A few changes will have to be made to our tooling to switch to the new glibc HWCAPS capabilities.
AVX2/Haswell Hardware Capabilities
glibc have changed the install path from /usr/lib64/haswell to /usr/lib64/glibc-hwcaps/x86-64-v3/ (for our case) to be cross platform agnostic i.e. AMD inclusion, the old haswell path hasn't be removed yet but will be at some point (see news note below)
A future version of glibc will stop loading shared objects from the "tls" subdirectories on the library search path, the subdirectory that corresponds to the AT_PLATFORM system name, and also stop employing the legacy AT_HWCAP search mechanism. Applications should switch to the new glibc-hwcaps mechanism instead; if they do not do that, only the baseline version (directly from the search path directory) will be loaded.
gcc have introduced new arches definitions to match the glibc definitions e.g. -march=x86-64-v3 - https://gcc.gnu.org/onlinedocs/gcc/x86-Options.html
The closest match to x86-64-v3 is bdver4 (Excavator), this is actually a step down from haswell and we lose the following extensions: FSGSBASE PCLMUL RDRAND XSAVEOPT. This could potentially lead to a performance regression, but does include bdver4 processors. However, the AVX2 implementation of Excavator has a bad reputation from memory.
The relevant commit with everything nicely spelt out for us: https://gitlab.com/x86-psABIs/x86-64-ABI/-/commit/77566eb03bc6a326811cb7e9a6b9396884b67c7c
TODO:
- Update gcc v11
- Update LLVM stack to v12
- YPKG2: when building with avx2 on change the %installlib% directory to /usr/lib64/glibc-hwcaps/x86-64-v3/
- YPKG2: when building with avx2 on change the march to -march=x86-64-v3. Keep -mtune=haswell for now.

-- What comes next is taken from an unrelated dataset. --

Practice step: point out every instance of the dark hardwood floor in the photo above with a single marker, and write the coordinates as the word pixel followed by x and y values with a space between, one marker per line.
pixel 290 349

- YPKG2: maybe a good idea to not run the check step on avx2 builds to avoid confusing segfaults for pc's without avx2 whilst we are here.
- dracut: Also ignore /usr/lib64/glibc-hwcaps/x86-64-v3/ dir.
- snapd: Allow libs from /usr/lib64/glibc-hwcaps/x86-64-v3/ to be loaded.
- Rebuild every package that has avx2 libs enabled to the new paths:
- glibc
- openblas
- gromacs
- libflac
- libwebp
- pytorch
- fftw3
- graphene
- openimagedenoise
- openvdb
- xxhash
- ...more?
- Verify these new paths are being loaded on Intel >=haswell and AMD >=zen (ldd).
- Verify there isn't any performance regression with base glibc libs. /usr/lib64/glibc/benchmarks from glibc-devel (or use phoronix's pts/glibc-bench)
- Verify there isn't any performance regression with the slightly different ARCH definitions for end applications (echo | gcc -dM -E - -march={haswell,x86_64-v3} to check).
- Benchmark R via rbenchmark. It sees a decent uplift from openblas' avx2 libs to verify there isn't any performance regression.
- Verify that the 32bit AVX2 stuff (/usr/lib32/glibc-hwcaps/x86-64-v3/) works as expected. Doesn't seem to be mentioned in the x86-64 psABI.